If you have been reading the past few weeks, I’ve been posting a lot of green papaya recipes. My beautiful tree broke in half under the weight of 30 or so green fruit and I had to get creative. Luckily, a seedling sprouted under the mother plant just after we pulled it out of the ground. With any luck, I’ll have more fruit from this prolific tree in a few months.
Green papaya is much more versatile than I thought, lending itself to savory dishes and cooking well, with a texture similar to a firm sweet potato. So far, I’ve roasted papaya and curried papaya and now I’ve fried it. Fried green papaya is my favorite preparation so far. It’s fun, unique and delicious. Served with a smoked paprika, cilantro remoulade, it’s a tropical spin on Southern favorite: fried green tomatoes.
It took a little experimentation to get this one right. Green papayas are too firm and need to be blanched before you fry them. I also tried green papayas at different levels of ripeness. The completely white ones (white flesh, white seeds) were good, but lacked any flavor. I found the best ones to fry were just blushing on the inside, with gray seeds. They stayed firm, and the sweetness intensified just enough.
To choose a papaya perfect for frying, the outside should be green, with a touch of yellow near the stem end. Peel of the skin with a vegetable peeler. At this point, you can slice ½” — 1’ rounds, or cut in half lengthwise, to make approximately ½” — 1’ thick sticks. Remove the seeds before you move onto the next step.
Prep Time: 15 minutes
Cook Time: 15 minutes
Total Time: 30 minutes
Yield: Serves 4
Papaya recipe adapted from Best Fried Green Tomatoes.
Bring a pot of water to a boil over medium-high heat. Add the cut papaya to the water. Cover and cook until just tender, about 5-8 minutes. Remove the papaya from the pot and cool under cold water.
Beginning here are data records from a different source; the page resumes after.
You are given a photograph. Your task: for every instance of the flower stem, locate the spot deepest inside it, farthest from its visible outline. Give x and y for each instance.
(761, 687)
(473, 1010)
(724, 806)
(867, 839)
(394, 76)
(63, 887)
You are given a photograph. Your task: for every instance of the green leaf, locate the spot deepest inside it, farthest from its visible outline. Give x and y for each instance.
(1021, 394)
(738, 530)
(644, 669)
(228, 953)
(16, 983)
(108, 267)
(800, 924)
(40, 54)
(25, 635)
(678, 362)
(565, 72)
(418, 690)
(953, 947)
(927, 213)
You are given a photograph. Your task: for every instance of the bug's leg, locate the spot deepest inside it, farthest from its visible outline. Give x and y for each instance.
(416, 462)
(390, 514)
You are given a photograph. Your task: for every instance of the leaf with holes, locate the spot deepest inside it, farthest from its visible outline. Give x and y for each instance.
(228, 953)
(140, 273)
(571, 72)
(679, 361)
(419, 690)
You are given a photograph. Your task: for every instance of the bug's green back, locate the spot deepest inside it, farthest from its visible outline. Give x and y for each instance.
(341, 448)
Whisk together eggs and milk in a shallow bowl. Place the flour onto a plate, season with salt and pepper. Mix together cornmeal, breadcrumbs and Cajun seasoning on another plate or shallow bowl. Line up your mixtures in order: flour, eggs and cornmeal/breadcrumbs.
Dip the papaya in the flour until coated. Dip the papaya in the egg mixture, then into the cornmeal mixture, turning to coat. It helps to use separate hands for this, one for wet, one for dry. Place each coated piece aside, sprinkled with some extra cornmeal.
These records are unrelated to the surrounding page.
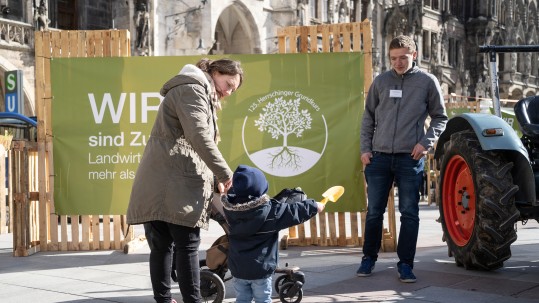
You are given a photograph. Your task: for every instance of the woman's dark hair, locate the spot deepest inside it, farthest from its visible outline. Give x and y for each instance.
(223, 66)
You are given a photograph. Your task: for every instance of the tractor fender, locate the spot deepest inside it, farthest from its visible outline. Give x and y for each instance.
(508, 143)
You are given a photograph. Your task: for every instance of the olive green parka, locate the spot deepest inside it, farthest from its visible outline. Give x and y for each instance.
(175, 179)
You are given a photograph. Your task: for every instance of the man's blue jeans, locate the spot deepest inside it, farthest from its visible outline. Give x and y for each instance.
(249, 290)
(380, 174)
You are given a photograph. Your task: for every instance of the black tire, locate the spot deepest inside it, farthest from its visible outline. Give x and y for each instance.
(280, 281)
(477, 208)
(286, 298)
(212, 288)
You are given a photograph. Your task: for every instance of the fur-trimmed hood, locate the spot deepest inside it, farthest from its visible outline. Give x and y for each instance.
(246, 218)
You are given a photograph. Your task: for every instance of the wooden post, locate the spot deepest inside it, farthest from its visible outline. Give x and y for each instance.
(37, 219)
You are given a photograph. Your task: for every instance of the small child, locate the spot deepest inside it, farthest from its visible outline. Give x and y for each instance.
(255, 220)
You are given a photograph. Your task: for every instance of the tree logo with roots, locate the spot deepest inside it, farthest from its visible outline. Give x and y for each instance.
(286, 121)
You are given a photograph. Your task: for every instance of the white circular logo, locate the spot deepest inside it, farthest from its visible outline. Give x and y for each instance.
(284, 134)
Using a large skillet, heat oil over medium heat. There should be about ½” of oil in the pan. Fry the papaya in batches, 3-5 minutes per side until golden brown and crispy. Drain on paper towels. Serve with smoked paprika, cilantro remoulade.
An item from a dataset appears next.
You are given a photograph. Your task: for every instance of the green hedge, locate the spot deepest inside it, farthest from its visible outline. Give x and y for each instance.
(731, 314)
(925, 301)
In a small bowl, mix together all of the ingredients. Allow to chill in the refrigerator 1 hour for the flavors to meld.
Most of the people I know have never seen a smelt, much less know what one is. I live in Miami, FL., and smelts are found in the Northern oceans. I may have come across one in a Greek restaurant, but never in a fish market. For some reason, small fish like sprats, smelts and sardines are popular all over the world, except the States.
If you see them on the menu or in the market, don’t pass up the lowly smelt. You can eat the whole fish – bones and all. They are crunchy goodness…sweet and light and not as fishy as a sardine. Larger smelt can be butterflied and fried.
I’m lucky to live near an amazing gourmet Russian market. It’s like an amusement park for foodies. It has whole walls of truffles; freezers full of caviar and foie gras. I’m not even exaggerating. They even raise their own sturgeon somewhere upstate.
Deep in their frozen fish section, I found some six-packs of little smelts. I bought two, because I love the idea of having a backup six-pack of frozen little fishes in the freezer. I cooked them up a few days later, with a side of fennel apple slaw and buttered dill potatoes.
They were easy to clean and easy to cook. A quick dredge in seasoned flour, and a few minutes in hot peanut oil resulted in a delicious meal. If you want a thicker crust, dip your smelts in an egg/milk mixture after the first dredge in flour; then coat them in another layer of flour before frying.
Yield: 2 servings
Heat your oil in a heavy pan. I used one about the width to hold two fish side by side. You want about 1½ inches of oil in the pan.
Clean sprats by cutting a small slit up the belly from the tail to the head. If you find some clumps of orange stuff in there, that’s the roe. Remove it from the cavity and you can eat it. I battered and fried mine along with the fish.
Now run your finger inside the cavity towards the head to remove the guts. Just yank them out quickly and you’re done. Remove the heads if you prefer them that way. Rinse the fish.
Season your flour with salt and pepper. Dredge fish in the flour. I test my oil to see if it’s hot enough by dropping in a dash of flour. If it sizzles right away, it’s ready.
Now add your smelts to the pan and fry about 2 minutes on each side. Drain on paper towels. Season with a sprinkle of salt and serve right away.